Daniel Shoer Roth

Obama y Trump: una lección de liturgia política

El presidente, Barack Obama, recibe en la Casa Blanca a su sucesor, el republicano Donald Trump el 11 de octubre de 2016.
El presidente, Barack Obama, recibe en la Casa Blanca a su sucesor, el republicano Donald Trump el 11 de octubre de 2016. AFP/Getty Images

Justo miraba el video del afable encuentro entre el presidente Barack Obama y su sucesor Donald Trump frente a la computadora, cuando un rabino me envió una conmovedora canción titulada Olam Jésed Yibané, proverbio hebraico de los Salmos, traducido como “el mundo está construido sobre la bondad”.

Jésed, bondad o misericordia, es mucho más que su definición literal. Como concepto cabalístico, consiste en la fuerza vital investida en el brazo humano y enraizada en un atributo divino. No hay mayor bien que el bien mismo. O, como escribió Séneca, uno de los pilares de la cultura occidental, en sus ensayos Tratados morales, “no hay mayor bien del que puede darse a sí mismo”.

Por los ojos, veía a Obama y Trump en el Despacho Oval, dos figuras antagónicas que, al unísono, intentaban transmitir un mensaje de coherencia y prudencia tanto a los manifestantes anti-trumpistas en una decena de ciudades que lo acusan de xenófobo, como a aquellos que sienten aversión extrema al primer presidente afroamericano en la historia estadounidense.
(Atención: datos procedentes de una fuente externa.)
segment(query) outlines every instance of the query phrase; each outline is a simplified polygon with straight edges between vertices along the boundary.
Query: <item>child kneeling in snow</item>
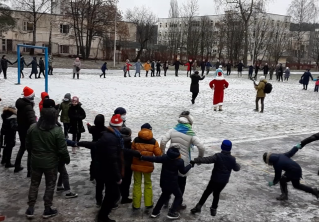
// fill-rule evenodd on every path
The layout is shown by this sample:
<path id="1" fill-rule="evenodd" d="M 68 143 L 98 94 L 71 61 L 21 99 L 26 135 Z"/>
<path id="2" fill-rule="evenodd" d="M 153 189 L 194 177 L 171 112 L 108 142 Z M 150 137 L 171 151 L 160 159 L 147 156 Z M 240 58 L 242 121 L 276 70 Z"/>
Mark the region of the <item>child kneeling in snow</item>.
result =
<path id="1" fill-rule="evenodd" d="M 212 206 L 210 208 L 210 213 L 212 216 L 216 216 L 217 207 L 219 202 L 219 195 L 222 190 L 226 187 L 231 171 L 239 171 L 240 166 L 236 163 L 235 157 L 230 154 L 232 148 L 232 143 L 229 140 L 224 140 L 221 149 L 221 153 L 216 153 L 213 156 L 209 157 L 198 157 L 195 158 L 194 161 L 191 161 L 192 164 L 194 163 L 214 163 L 214 168 L 212 171 L 212 176 L 210 181 L 204 191 L 201 199 L 199 200 L 198 204 L 191 209 L 193 214 L 200 213 L 202 206 L 205 204 L 207 198 L 211 193 L 214 195 L 214 200 Z"/>
<path id="2" fill-rule="evenodd" d="M 189 164 L 184 167 L 184 161 L 180 158 L 179 147 L 177 145 L 170 147 L 163 156 L 141 156 L 140 159 L 149 162 L 162 163 L 160 186 L 162 194 L 158 199 L 155 208 L 151 214 L 152 218 L 160 215 L 161 209 L 170 195 L 175 196 L 171 209 L 167 214 L 169 219 L 178 219 L 180 214 L 177 212 L 178 207 L 183 201 L 183 195 L 178 185 L 178 172 L 186 174 L 194 165 Z"/>

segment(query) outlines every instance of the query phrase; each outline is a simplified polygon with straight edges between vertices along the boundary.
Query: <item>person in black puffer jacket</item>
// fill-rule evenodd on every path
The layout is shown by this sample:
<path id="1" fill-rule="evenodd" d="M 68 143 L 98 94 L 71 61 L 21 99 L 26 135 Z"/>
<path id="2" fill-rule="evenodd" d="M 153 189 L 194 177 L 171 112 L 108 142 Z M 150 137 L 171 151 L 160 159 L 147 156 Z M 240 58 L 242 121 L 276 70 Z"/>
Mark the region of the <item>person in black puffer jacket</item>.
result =
<path id="1" fill-rule="evenodd" d="M 236 158 L 230 154 L 232 148 L 232 143 L 229 140 L 224 140 L 221 149 L 221 153 L 217 153 L 213 156 L 209 157 L 198 157 L 195 158 L 191 163 L 214 163 L 214 168 L 212 171 L 212 176 L 210 181 L 204 191 L 201 199 L 198 204 L 196 204 L 195 208 L 191 209 L 192 213 L 201 212 L 202 206 L 205 204 L 207 198 L 211 193 L 214 195 L 214 200 L 212 206 L 210 208 L 211 215 L 216 216 L 217 207 L 219 202 L 219 195 L 222 190 L 226 187 L 231 171 L 239 171 L 240 166 L 236 163 Z"/>
<path id="2" fill-rule="evenodd" d="M 102 114 L 98 114 L 94 119 L 94 125 L 91 126 L 89 123 L 87 124 L 89 133 L 92 134 L 93 140 L 92 142 L 98 141 L 101 136 L 102 132 L 106 131 L 105 127 L 105 117 Z M 91 149 L 91 165 L 90 165 L 90 181 L 95 179 L 95 149 Z"/>
<path id="3" fill-rule="evenodd" d="M 126 204 L 126 203 L 132 203 L 132 199 L 129 198 L 130 195 L 130 186 L 131 186 L 131 181 L 132 181 L 132 155 L 126 151 L 131 151 L 132 147 L 132 130 L 128 127 L 123 127 L 120 130 L 120 133 L 122 134 L 123 140 L 124 140 L 124 152 L 123 152 L 123 157 L 124 157 L 124 177 L 122 184 L 120 185 L 120 191 L 121 191 L 121 204 Z"/>
<path id="4" fill-rule="evenodd" d="M 178 185 L 178 172 L 186 174 L 191 168 L 192 164 L 184 166 L 184 161 L 180 158 L 178 145 L 172 146 L 167 150 L 167 153 L 163 156 L 141 156 L 143 161 L 162 163 L 160 186 L 162 188 L 162 194 L 158 199 L 155 208 L 151 214 L 152 218 L 156 218 L 160 215 L 162 206 L 169 199 L 170 195 L 175 196 L 171 209 L 167 214 L 169 219 L 178 219 L 180 214 L 178 208 L 183 202 L 183 194 Z"/>
<path id="5" fill-rule="evenodd" d="M 11 164 L 11 154 L 16 144 L 16 133 L 18 130 L 17 110 L 14 107 L 5 107 L 1 118 L 3 122 L 1 127 L 0 148 L 5 144 L 1 164 L 5 164 L 6 168 L 11 168 L 14 167 L 14 165 Z M 2 136 L 4 139 L 2 139 Z"/>
<path id="6" fill-rule="evenodd" d="M 26 151 L 25 141 L 27 136 L 27 131 L 29 127 L 37 122 L 34 107 L 34 91 L 29 87 L 24 87 L 23 89 L 23 98 L 19 98 L 16 101 L 17 111 L 17 121 L 18 121 L 18 133 L 20 138 L 20 149 L 18 151 L 14 172 L 17 173 L 23 170 L 21 166 L 21 159 L 24 152 Z M 28 153 L 28 174 L 27 177 L 30 177 L 30 153 Z"/>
Por los oídos, escuchaba la melodía –y moraleja– de Olam Jésed Yibané. La canción, compuesta por otro rabino para su hija, nacida poco después del 9/11, reza: “Construiré este mundo sobre el amor / Y tú debes construir este mundo sobre el amor / Y si construimos este mundo sobre el amor / Entonces Dios construirá este mundo sobre el amor”.

Inesperadamente, descubrí una conexión entre las imágenes sensoriales que desbordaban la pantalla. Y aposté a ella en la imaginación como cimiento de esta columna para proyectar un mensaje alentador en medio de tan abrumadora negatividad, desesperanza y miedo al futuro imperantes en amplios sectores.

Tras una campaña electoral sumamente polarizadora, tensa y divisiva, con intensos cuestionamientos a las credenciales de legitimidad de cada adversario, el presidente electo y el saliente aparcaron sus rencillas y acallaron la acentuada voz de demérito recíproco para despejar el camino al traspaso del bastón de mando el 20 de enero. La transición –aseguraron– será fluida y en respetuosa concordia. Estará asentada sobre los valores éticos propios de una democracia, que supone la facultad racional de los líderes para comunicarse y fijar acuerdos mediante el diálogo. Es imprescindible mostrar una voluntad de actuar con delicadeza, compromiso y responsabilidad.

“Creo que es importante para todos, independientemente del partido y de las preferencias políticas, que nos unamos, que trabajemos juntos, que afrontemos los muchos desafíos que tenemos enfrente”, declaró Obama, próximo al hombre que dio visibilidad a una falsa teoría conspirativa sobre su nacimiento en Kenia. Por su parte, Trump elogió como “un buen hombre” a quien alertó del peligro que sería tenerle, por su temperamento intempestivo, cerca del botón nuclear. “Estoy deseando trabajar con el presidente en el futuro, incluso para pedirle consejo”, subrayó el heredero republicano.

La lección desprendida de aquel encuentro de hora y media, no obstante escaso de calor amistoso, es categórica y prodigiosa: si ambos son capaces de bajar las armas en un espíritu abierto de cooperación cívica, cómo no va a poder hacerlo el resto de la sociedad norteamericana fragmentada en mil pedazos por el tratamiento inicuo que en los asuntos cotidianos separa, como un abismo de rencores, a una elite gobernante del ciudadano común afligido por un deterioro del estándar de vida.

He ahí donde yace el peligro, porque la ira es un estado de ánimo; no una estrategia de progreso. No resuelve conflictos; los enardece. Todo lo cual exhorta a la creación de una nueva política de esperanza en la que se reconozcan los sentimientos de todas las partes, promoviéndose una cultura de responsabilidad colectiva y una economía del bien común. En juego está la viabilidad de los proyectos relativos a la libertad por los que tanto ha luchado Occidente.

Un mundo anhelado este que solo puede construirse sobre los actos de bondad de cada uno de sus habitantes –sobre esa región de la conciencia llamada jésed.

Escritor venezolano, periodista, biógrafo y cronista del acontecer de Miami.